Une analyse de mutations du gène de la drosophile sax, gène orthologue d'ACVRL1 et d'ACVR1 (gène codant pour ALK2), a été réalisée (Twombly V. 2009). Cette étude montre deux types de mutations : des mutations avec gain de fonction et des mutations avec perte de fonction. Il est intéressant de noter que les mutations qui se révèlent être des gains de fonction sont proches des mutations trouvées chez l'homme pour ACVR1 et responsables de fibrodysplasie ossifiante progressive, mutations avec gain de fonction chez l'homme.

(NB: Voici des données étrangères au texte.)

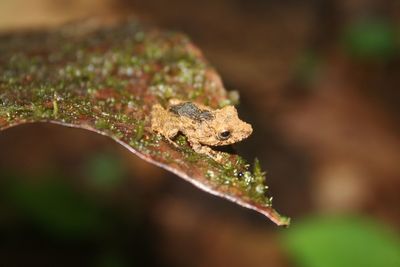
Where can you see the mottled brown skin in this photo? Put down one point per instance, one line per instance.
(201, 125)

Les mutations qui se rapprochent de celles trouvées sur ACVRL1 et responsables de HHT-2 sont démontrées comme perte de fonction chez la drosophile, comme chez l'homme. L'effet dominant-négatif, décrit par certaines études fonctionnelles de mutations chez l'homme, est retrouvé ici pour une mutation. Les auteurs se basent sur l'effet non réparateur de la surexpression de dpp, équivalent de BMP2/4 chez l'homme, dans l'embryon contenant cette mutation. Cependant, aucune étude n'a démontré que dpp était le ligand de sax.